| Ile St. Louis, a prime real estate location |
UPDATES AS OF SEPTEMBER 2025, A survival diary.
Let me save you some suspense: renting in Paris in 2025 feels like auditioning for a Broadway show you didn’t sign up for. You’ll sing, you’ll dance, you’ll hand over every document you’ve ever owned—and still get told “we’ve gone with another candidate.”
Here’s what I’ve learned (and survived) so far.
Energy Ratings: Say Goodbye to the Old Charmers
That quirky Parisian flat with exposed beams and no insulation? Yeah, it’s probably rated “G” on the energy scale. And as of January 1, 2025, it’s illegal to rent it out. Landlords are pulling tens of thousands of these off the market. Which means fewer options, unless you don’t mind waiting until 2028, when “F” flats get banned too. Baby steps toward greener housing, but a giant headache for renters.
Airbnb Dreams? Not So Fast
If you were hoping to dodge the paperwork with a short-term Airbnb, Paris has other plans. As of this year, primary residences can only be rented 90 nights per year (down from 120). Fines run up to €100,000. That quirky Montmartre loft with the spiral staircase? It might disappear from your Airbnb wishlist by spring.
Rent Caps vs. Reality
Technically, rent hikes are capped at around 1.8% in 2025. Sounds great, right? But landlords aren’t exactly rushing to put their places on the market. Supply is shrinking, competition is fierce, and Paris vacancy rates have nearly halved since 2021. Translation: bring snacks to apartment visits—you’ll be in line for a while. And, you'll have lots of competition
Post-Olympics Market Mood
The 2024 Olympics left a bit of a hangover. Rents spiked, then settled… sort of. The current average is about €31.8 per square meter. Affordable? Only if you also think €8 lattes are a bargain.
Tales from the Trenches
One fellow renter told me they sent 159 inquiries, visited 31 apartments, applied to 11, and only got 2 offers. Honestly? That’s a success story. At this point, I consider it a win if the landlord doesn’t ghost me after I email my dossier.

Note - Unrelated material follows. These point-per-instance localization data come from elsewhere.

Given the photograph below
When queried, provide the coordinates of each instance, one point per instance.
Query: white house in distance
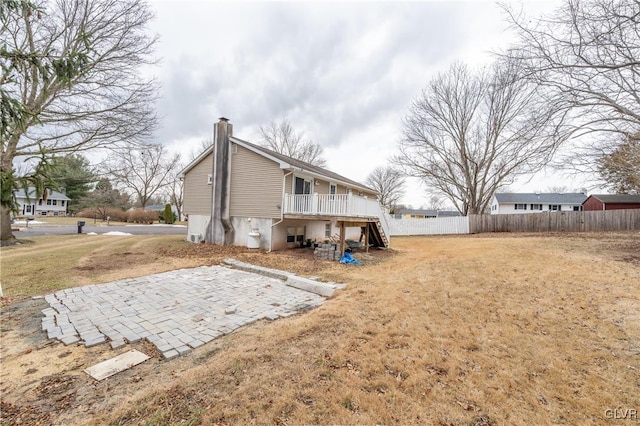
(55, 203)
(537, 202)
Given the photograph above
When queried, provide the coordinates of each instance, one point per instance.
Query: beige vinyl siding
(197, 193)
(256, 185)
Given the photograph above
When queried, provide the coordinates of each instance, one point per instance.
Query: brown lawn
(481, 330)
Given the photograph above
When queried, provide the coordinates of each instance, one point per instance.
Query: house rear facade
(239, 193)
(53, 204)
(522, 203)
(611, 202)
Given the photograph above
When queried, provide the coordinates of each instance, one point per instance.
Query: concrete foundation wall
(244, 225)
(197, 225)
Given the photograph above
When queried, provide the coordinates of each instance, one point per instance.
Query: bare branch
(389, 182)
(282, 138)
(469, 134)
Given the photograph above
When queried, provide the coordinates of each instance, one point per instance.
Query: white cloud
(343, 73)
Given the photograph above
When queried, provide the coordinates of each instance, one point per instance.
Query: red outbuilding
(611, 202)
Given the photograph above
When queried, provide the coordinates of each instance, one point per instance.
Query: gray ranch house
(53, 204)
(238, 193)
(536, 202)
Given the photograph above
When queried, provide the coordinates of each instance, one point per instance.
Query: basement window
(295, 234)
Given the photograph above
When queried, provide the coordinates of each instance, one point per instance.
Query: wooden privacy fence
(606, 220)
(431, 226)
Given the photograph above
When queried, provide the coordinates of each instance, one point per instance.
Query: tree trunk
(5, 225)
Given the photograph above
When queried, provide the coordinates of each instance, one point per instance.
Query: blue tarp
(347, 258)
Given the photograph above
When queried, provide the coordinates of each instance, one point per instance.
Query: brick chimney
(222, 231)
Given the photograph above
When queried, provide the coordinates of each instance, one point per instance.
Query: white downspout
(284, 181)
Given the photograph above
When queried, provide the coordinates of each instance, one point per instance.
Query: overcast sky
(344, 74)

Pro tip: if you’re only in Paris for a short stay, look into a bail mobilité lease. It’s like a backstage pass—limited time, less hassle, and no long-term drama.
The Bottom Line
Paris is magical, maddening, and expensive. Yes, the rental market in 2025 is brutal—thanks to energy rules, Airbnb crackdowns, and supply shortages. But somehow, people still manage to land an apartment, and when you finally get those keys, you’ll understand why it was worth the chase.
Just… maybe keep a bottle of wine handy for the search process. You’ll need it.
Original post from October 2010:
OK, so you've decided to take that giant leap and live in Paris, let's say for a year perhaps longer. Prior to that you've either stayed at hotels or rented from short-term rental agencies where they provide you fully furnished apartments, in fact, down to the sheets, utensils and even soaps.